The finance function is currently undergoing a major transformation in many companies. Driven by fierce global competition, the finance department must move from being a mere steward of the company’s figures to becoming an enabler of tomorrow’s business. In view of this change in role, the finance department or the Chief Financial Officer (CFO) has a greater responsibility than ever before: whether strategic and operational planning, reporting or forecasting – companies make decisions, plan strategies and take operational measures on the basis of financial figures – and do so in ever shorter cycles.
But what happens when companies cannot rely on their data basis and the figures are not correct? The consequences are not necessarily always immediately apparent, but they do have serious repercussions:
Possibly, wrong decisions are made, which can mean missing revenues.
There may be cumbersome processes and – as a result – increased costs that are not identified and give competitors an advantage.
Worst of all, there is uncertainty when confidence in the figures, and thus in the organization, dwindles. This development cripples the entire organization – from top management (who may be wrong or too hesitant) to the lowly employee (whose lack of confidence may lead directly to his or her termination).
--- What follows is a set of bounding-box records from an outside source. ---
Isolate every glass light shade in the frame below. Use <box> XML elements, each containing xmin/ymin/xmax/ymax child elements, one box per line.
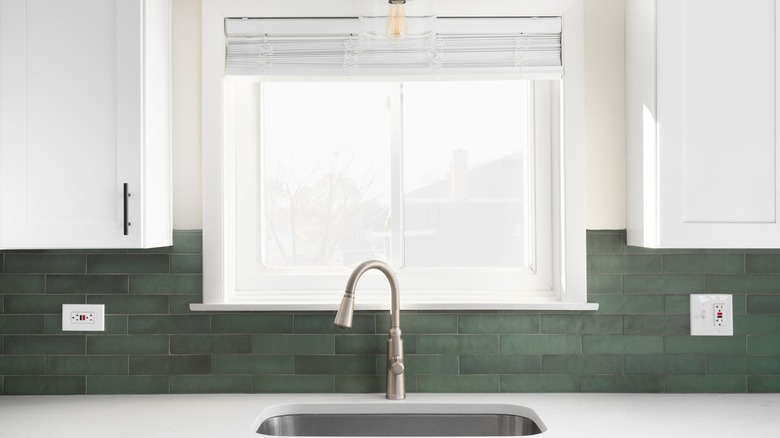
<box><xmin>360</xmin><ymin>0</ymin><xmax>436</xmax><ymax>40</ymax></box>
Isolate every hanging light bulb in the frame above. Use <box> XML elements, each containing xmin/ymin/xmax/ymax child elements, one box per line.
<box><xmin>385</xmin><ymin>0</ymin><xmax>407</xmax><ymax>40</ymax></box>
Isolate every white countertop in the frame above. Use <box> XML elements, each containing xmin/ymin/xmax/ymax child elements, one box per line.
<box><xmin>0</xmin><ymin>394</ymin><xmax>780</xmax><ymax>438</ymax></box>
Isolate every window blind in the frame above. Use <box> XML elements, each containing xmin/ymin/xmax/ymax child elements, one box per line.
<box><xmin>225</xmin><ymin>17</ymin><xmax>563</xmax><ymax>78</ymax></box>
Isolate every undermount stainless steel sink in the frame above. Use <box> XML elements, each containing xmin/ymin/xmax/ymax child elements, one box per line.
<box><xmin>254</xmin><ymin>403</ymin><xmax>546</xmax><ymax>437</ymax></box>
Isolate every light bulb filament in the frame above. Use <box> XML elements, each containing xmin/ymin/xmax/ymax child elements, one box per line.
<box><xmin>386</xmin><ymin>0</ymin><xmax>407</xmax><ymax>40</ymax></box>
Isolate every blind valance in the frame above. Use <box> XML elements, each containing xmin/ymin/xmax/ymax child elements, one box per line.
<box><xmin>225</xmin><ymin>17</ymin><xmax>563</xmax><ymax>78</ymax></box>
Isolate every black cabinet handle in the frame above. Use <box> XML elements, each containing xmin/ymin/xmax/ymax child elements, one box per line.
<box><xmin>124</xmin><ymin>183</ymin><xmax>130</xmax><ymax>236</ymax></box>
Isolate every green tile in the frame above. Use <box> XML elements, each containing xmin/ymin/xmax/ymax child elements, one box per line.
<box><xmin>623</xmin><ymin>274</ymin><xmax>705</xmax><ymax>295</ymax></box>
<box><xmin>587</xmin><ymin>273</ymin><xmax>623</xmax><ymax>294</ymax></box>
<box><xmin>168</xmin><ymin>294</ymin><xmax>203</xmax><ymax>315</ymax></box>
<box><xmin>5</xmin><ymin>335</ymin><xmax>86</xmax><ymax>355</ymax></box>
<box><xmin>171</xmin><ymin>335</ymin><xmax>252</xmax><ymax>354</ymax></box>
<box><xmin>707</xmin><ymin>355</ymin><xmax>780</xmax><ymax>374</ymax></box>
<box><xmin>587</xmin><ymin>254</ymin><xmax>663</xmax><ymax>274</ymax></box>
<box><xmin>582</xmin><ymin>375</ymin><xmax>664</xmax><ymax>393</ymax></box>
<box><xmin>376</xmin><ymin>312</ymin><xmax>458</xmax><ymax>334</ymax></box>
<box><xmin>588</xmin><ymin>295</ymin><xmax>664</xmax><ymax>315</ymax></box>
<box><xmin>46</xmin><ymin>355</ymin><xmax>128</xmax><ymax>376</ymax></box>
<box><xmin>542</xmin><ymin>314</ymin><xmax>623</xmax><ymax>335</ymax></box>
<box><xmin>406</xmin><ymin>354</ymin><xmax>460</xmax><ymax>375</ymax></box>
<box><xmin>295</xmin><ymin>354</ymin><xmax>376</xmax><ymax>374</ymax></box>
<box><xmin>127</xmin><ymin>315</ymin><xmax>211</xmax><ymax>334</ymax></box>
<box><xmin>623</xmin><ymin>315</ymin><xmax>691</xmax><ymax>335</ymax></box>
<box><xmin>252</xmin><ymin>375</ymin><xmax>335</xmax><ymax>394</ymax></box>
<box><xmin>501</xmin><ymin>374</ymin><xmax>582</xmax><ymax>393</ymax></box>
<box><xmin>5</xmin><ymin>253</ymin><xmax>87</xmax><ymax>274</ymax></box>
<box><xmin>334</xmin><ymin>335</ymin><xmax>386</xmax><ymax>354</ymax></box>
<box><xmin>130</xmin><ymin>274</ymin><xmax>203</xmax><ymax>295</ymax></box>
<box><xmin>172</xmin><ymin>230</ymin><xmax>203</xmax><ymax>254</ymax></box>
<box><xmin>4</xmin><ymin>295</ymin><xmax>85</xmax><ymax>315</ymax></box>
<box><xmin>211</xmin><ymin>313</ymin><xmax>293</xmax><ymax>334</ymax></box>
<box><xmin>87</xmin><ymin>335</ymin><xmax>168</xmax><ymax>355</ymax></box>
<box><xmin>706</xmin><ymin>274</ymin><xmax>780</xmax><ymax>294</ymax></box>
<box><xmin>736</xmin><ymin>314</ymin><xmax>780</xmax><ymax>335</ymax></box>
<box><xmin>171</xmin><ymin>254</ymin><xmax>203</xmax><ymax>274</ymax></box>
<box><xmin>664</xmin><ymin>295</ymin><xmax>691</xmax><ymax>315</ymax></box>
<box><xmin>87</xmin><ymin>254</ymin><xmax>170</xmax><ymax>274</ymax></box>
<box><xmin>0</xmin><ymin>315</ymin><xmax>44</xmax><ymax>332</ymax></box>
<box><xmin>170</xmin><ymin>376</ymin><xmax>252</xmax><ymax>394</ymax></box>
<box><xmin>585</xmin><ymin>232</ymin><xmax>625</xmax><ymax>254</ymax></box>
<box><xmin>417</xmin><ymin>335</ymin><xmax>500</xmax><ymax>354</ymax></box>
<box><xmin>46</xmin><ymin>275</ymin><xmax>128</xmax><ymax>295</ymax></box>
<box><xmin>460</xmin><ymin>354</ymin><xmax>542</xmax><ymax>374</ymax></box>
<box><xmin>747</xmin><ymin>375</ymin><xmax>780</xmax><ymax>393</ymax></box>
<box><xmin>130</xmin><ymin>355</ymin><xmax>211</xmax><ymax>376</ymax></box>
<box><xmin>0</xmin><ymin>356</ymin><xmax>46</xmax><ymax>376</ymax></box>
<box><xmin>625</xmin><ymin>354</ymin><xmax>707</xmax><ymax>375</ymax></box>
<box><xmin>664</xmin><ymin>254</ymin><xmax>745</xmax><ymax>274</ymax></box>
<box><xmin>458</xmin><ymin>313</ymin><xmax>539</xmax><ymax>334</ymax></box>
<box><xmin>747</xmin><ymin>335</ymin><xmax>780</xmax><ymax>354</ymax></box>
<box><xmin>295</xmin><ymin>312</ymin><xmax>376</xmax><ymax>335</ymax></box>
<box><xmin>335</xmin><ymin>375</ymin><xmax>386</xmax><ymax>394</ymax></box>
<box><xmin>212</xmin><ymin>354</ymin><xmax>295</xmax><ymax>374</ymax></box>
<box><xmin>501</xmin><ymin>335</ymin><xmax>582</xmax><ymax>354</ymax></box>
<box><xmin>3</xmin><ymin>376</ymin><xmax>86</xmax><ymax>395</ymax></box>
<box><xmin>252</xmin><ymin>335</ymin><xmax>332</xmax><ymax>354</ymax></box>
<box><xmin>542</xmin><ymin>354</ymin><xmax>623</xmax><ymax>374</ymax></box>
<box><xmin>747</xmin><ymin>295</ymin><xmax>780</xmax><ymax>315</ymax></box>
<box><xmin>87</xmin><ymin>295</ymin><xmax>170</xmax><ymax>315</ymax></box>
<box><xmin>0</xmin><ymin>274</ymin><xmax>46</xmax><ymax>295</ymax></box>
<box><xmin>417</xmin><ymin>374</ymin><xmax>501</xmax><ymax>393</ymax></box>
<box><xmin>745</xmin><ymin>254</ymin><xmax>780</xmax><ymax>274</ymax></box>
<box><xmin>87</xmin><ymin>376</ymin><xmax>169</xmax><ymax>394</ymax></box>
<box><xmin>664</xmin><ymin>336</ymin><xmax>747</xmax><ymax>354</ymax></box>
<box><xmin>582</xmin><ymin>335</ymin><xmax>664</xmax><ymax>354</ymax></box>
<box><xmin>666</xmin><ymin>375</ymin><xmax>747</xmax><ymax>393</ymax></box>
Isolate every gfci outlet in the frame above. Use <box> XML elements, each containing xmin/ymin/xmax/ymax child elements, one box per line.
<box><xmin>62</xmin><ymin>304</ymin><xmax>106</xmax><ymax>332</ymax></box>
<box><xmin>691</xmin><ymin>295</ymin><xmax>734</xmax><ymax>336</ymax></box>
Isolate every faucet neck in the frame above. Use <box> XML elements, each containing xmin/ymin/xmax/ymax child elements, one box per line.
<box><xmin>346</xmin><ymin>260</ymin><xmax>401</xmax><ymax>330</ymax></box>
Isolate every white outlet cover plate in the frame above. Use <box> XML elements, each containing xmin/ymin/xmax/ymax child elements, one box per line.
<box><xmin>62</xmin><ymin>304</ymin><xmax>106</xmax><ymax>332</ymax></box>
<box><xmin>691</xmin><ymin>294</ymin><xmax>734</xmax><ymax>336</ymax></box>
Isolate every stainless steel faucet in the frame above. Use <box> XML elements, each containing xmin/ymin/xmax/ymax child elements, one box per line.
<box><xmin>333</xmin><ymin>260</ymin><xmax>406</xmax><ymax>400</ymax></box>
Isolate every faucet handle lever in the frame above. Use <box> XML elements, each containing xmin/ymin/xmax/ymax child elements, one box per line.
<box><xmin>387</xmin><ymin>356</ymin><xmax>404</xmax><ymax>375</ymax></box>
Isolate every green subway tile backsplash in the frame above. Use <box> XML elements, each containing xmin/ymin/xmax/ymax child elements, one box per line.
<box><xmin>0</xmin><ymin>231</ymin><xmax>780</xmax><ymax>395</ymax></box>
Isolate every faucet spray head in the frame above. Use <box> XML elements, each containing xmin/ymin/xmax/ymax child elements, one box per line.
<box><xmin>333</xmin><ymin>291</ymin><xmax>355</xmax><ymax>328</ymax></box>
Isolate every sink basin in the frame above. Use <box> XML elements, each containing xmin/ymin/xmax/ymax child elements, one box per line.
<box><xmin>253</xmin><ymin>402</ymin><xmax>546</xmax><ymax>437</ymax></box>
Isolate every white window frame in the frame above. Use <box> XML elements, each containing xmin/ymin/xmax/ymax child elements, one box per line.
<box><xmin>191</xmin><ymin>0</ymin><xmax>597</xmax><ymax>311</ymax></box>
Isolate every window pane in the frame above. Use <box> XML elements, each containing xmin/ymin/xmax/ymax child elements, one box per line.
<box><xmin>260</xmin><ymin>82</ymin><xmax>397</xmax><ymax>267</ymax></box>
<box><xmin>403</xmin><ymin>81</ymin><xmax>529</xmax><ymax>267</ymax></box>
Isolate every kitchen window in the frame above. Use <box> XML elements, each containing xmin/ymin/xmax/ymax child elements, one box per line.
<box><xmin>193</xmin><ymin>1</ymin><xmax>593</xmax><ymax>310</ymax></box>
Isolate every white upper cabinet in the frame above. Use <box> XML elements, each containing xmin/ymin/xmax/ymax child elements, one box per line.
<box><xmin>0</xmin><ymin>0</ymin><xmax>172</xmax><ymax>249</ymax></box>
<box><xmin>626</xmin><ymin>0</ymin><xmax>780</xmax><ymax>248</ymax></box>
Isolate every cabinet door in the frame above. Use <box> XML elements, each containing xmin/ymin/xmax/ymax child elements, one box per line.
<box><xmin>0</xmin><ymin>0</ymin><xmax>169</xmax><ymax>248</ymax></box>
<box><xmin>627</xmin><ymin>0</ymin><xmax>780</xmax><ymax>248</ymax></box>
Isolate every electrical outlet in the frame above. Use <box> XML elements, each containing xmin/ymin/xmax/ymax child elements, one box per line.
<box><xmin>62</xmin><ymin>304</ymin><xmax>105</xmax><ymax>332</ymax></box>
<box><xmin>691</xmin><ymin>295</ymin><xmax>734</xmax><ymax>336</ymax></box>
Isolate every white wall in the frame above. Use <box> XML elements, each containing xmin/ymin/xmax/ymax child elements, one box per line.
<box><xmin>173</xmin><ymin>0</ymin><xmax>626</xmax><ymax>230</ymax></box>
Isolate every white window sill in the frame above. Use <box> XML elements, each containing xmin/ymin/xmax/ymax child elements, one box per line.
<box><xmin>190</xmin><ymin>291</ymin><xmax>599</xmax><ymax>312</ymax></box>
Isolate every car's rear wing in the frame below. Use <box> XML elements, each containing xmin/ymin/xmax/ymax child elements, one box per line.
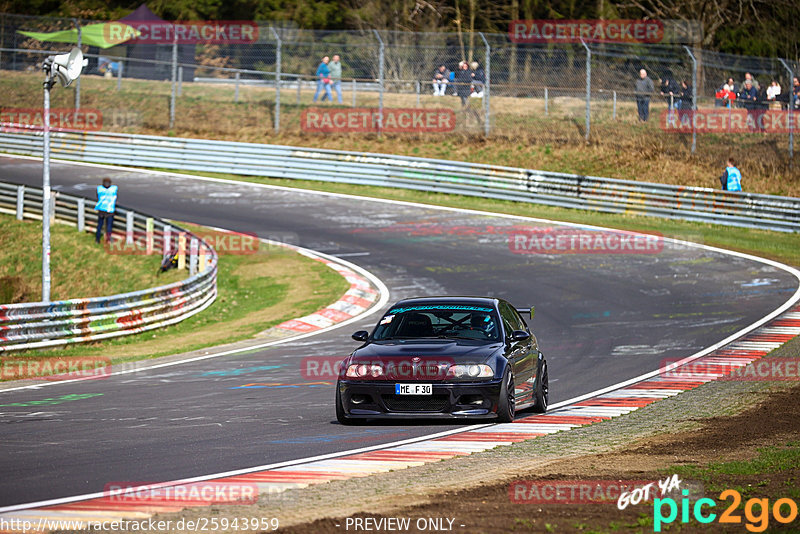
<box><xmin>517</xmin><ymin>306</ymin><xmax>535</xmax><ymax>319</ymax></box>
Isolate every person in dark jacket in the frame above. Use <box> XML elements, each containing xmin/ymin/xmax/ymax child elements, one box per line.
<box><xmin>660</xmin><ymin>71</ymin><xmax>680</xmax><ymax>110</ymax></box>
<box><xmin>469</xmin><ymin>61</ymin><xmax>486</xmax><ymax>98</ymax></box>
<box><xmin>636</xmin><ymin>69</ymin><xmax>656</xmax><ymax>122</ymax></box>
<box><xmin>738</xmin><ymin>80</ymin><xmax>761</xmax><ymax>131</ymax></box>
<box><xmin>677</xmin><ymin>80</ymin><xmax>694</xmax><ymax>122</ymax></box>
<box><xmin>455</xmin><ymin>61</ymin><xmax>472</xmax><ymax>107</ymax></box>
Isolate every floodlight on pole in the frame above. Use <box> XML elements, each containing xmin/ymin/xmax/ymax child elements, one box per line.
<box><xmin>42</xmin><ymin>47</ymin><xmax>88</xmax><ymax>302</ymax></box>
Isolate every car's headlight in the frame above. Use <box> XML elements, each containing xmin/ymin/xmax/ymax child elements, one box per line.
<box><xmin>447</xmin><ymin>363</ymin><xmax>494</xmax><ymax>378</ymax></box>
<box><xmin>345</xmin><ymin>363</ymin><xmax>383</xmax><ymax>378</ymax></box>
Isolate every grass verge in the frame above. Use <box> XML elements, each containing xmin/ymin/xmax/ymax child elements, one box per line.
<box><xmin>0</xmin><ymin>71</ymin><xmax>800</xmax><ymax>196</ymax></box>
<box><xmin>0</xmin><ymin>217</ymin><xmax>349</xmax><ymax>363</ymax></box>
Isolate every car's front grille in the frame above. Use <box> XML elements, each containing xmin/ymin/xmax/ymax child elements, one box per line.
<box><xmin>382</xmin><ymin>395</ymin><xmax>450</xmax><ymax>412</ymax></box>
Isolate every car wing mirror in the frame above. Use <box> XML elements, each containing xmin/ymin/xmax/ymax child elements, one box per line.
<box><xmin>517</xmin><ymin>306</ymin><xmax>535</xmax><ymax>319</ymax></box>
<box><xmin>511</xmin><ymin>330</ymin><xmax>531</xmax><ymax>341</ymax></box>
<box><xmin>351</xmin><ymin>330</ymin><xmax>369</xmax><ymax>341</ymax></box>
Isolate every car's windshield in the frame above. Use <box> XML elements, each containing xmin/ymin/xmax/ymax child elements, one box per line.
<box><xmin>372</xmin><ymin>304</ymin><xmax>500</xmax><ymax>341</ymax></box>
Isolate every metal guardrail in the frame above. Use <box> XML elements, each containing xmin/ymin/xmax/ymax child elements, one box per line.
<box><xmin>0</xmin><ymin>182</ymin><xmax>217</xmax><ymax>353</ymax></box>
<box><xmin>0</xmin><ymin>128</ymin><xmax>800</xmax><ymax>232</ymax></box>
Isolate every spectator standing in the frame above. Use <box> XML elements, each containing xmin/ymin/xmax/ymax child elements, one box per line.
<box><xmin>94</xmin><ymin>178</ymin><xmax>117</xmax><ymax>247</ymax></box>
<box><xmin>678</xmin><ymin>80</ymin><xmax>694</xmax><ymax>121</ymax></box>
<box><xmin>739</xmin><ymin>80</ymin><xmax>758</xmax><ymax>129</ymax></box>
<box><xmin>719</xmin><ymin>156</ymin><xmax>742</xmax><ymax>191</ymax></box>
<box><xmin>716</xmin><ymin>78</ymin><xmax>736</xmax><ymax>108</ymax></box>
<box><xmin>767</xmin><ymin>80</ymin><xmax>781</xmax><ymax>110</ymax></box>
<box><xmin>661</xmin><ymin>71</ymin><xmax>680</xmax><ymax>111</ymax></box>
<box><xmin>433</xmin><ymin>65</ymin><xmax>450</xmax><ymax>96</ymax></box>
<box><xmin>314</xmin><ymin>56</ymin><xmax>333</xmax><ymax>102</ymax></box>
<box><xmin>455</xmin><ymin>61</ymin><xmax>472</xmax><ymax>108</ymax></box>
<box><xmin>469</xmin><ymin>61</ymin><xmax>486</xmax><ymax>98</ymax></box>
<box><xmin>739</xmin><ymin>72</ymin><xmax>761</xmax><ymax>91</ymax></box>
<box><xmin>328</xmin><ymin>54</ymin><xmax>342</xmax><ymax>104</ymax></box>
<box><xmin>636</xmin><ymin>69</ymin><xmax>656</xmax><ymax>122</ymax></box>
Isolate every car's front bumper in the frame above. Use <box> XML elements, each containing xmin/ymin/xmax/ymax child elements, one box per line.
<box><xmin>337</xmin><ymin>379</ymin><xmax>501</xmax><ymax>419</ymax></box>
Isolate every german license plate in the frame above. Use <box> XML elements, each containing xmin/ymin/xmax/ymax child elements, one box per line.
<box><xmin>394</xmin><ymin>384</ymin><xmax>433</xmax><ymax>395</ymax></box>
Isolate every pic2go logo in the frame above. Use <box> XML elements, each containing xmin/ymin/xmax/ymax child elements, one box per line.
<box><xmin>653</xmin><ymin>489</ymin><xmax>797</xmax><ymax>532</ymax></box>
Data governance describes the structure of the organization and the associated processes in the company that are responsible for the processing, traceability and quality of the data. As such, data governance plays a key role in finance transformation. It is critical to think fundamentally and actively about who the right people (and associated roles) are to handle the financial data, approve changes, and ensure its quality. There should be no overlap or gaps in responsibility.
It is also important to have effective and efficient processes for handling financial data. All too often, the courses of action in companies have grown historically and require a critical examination as to whether they are still purposeful in the digital age.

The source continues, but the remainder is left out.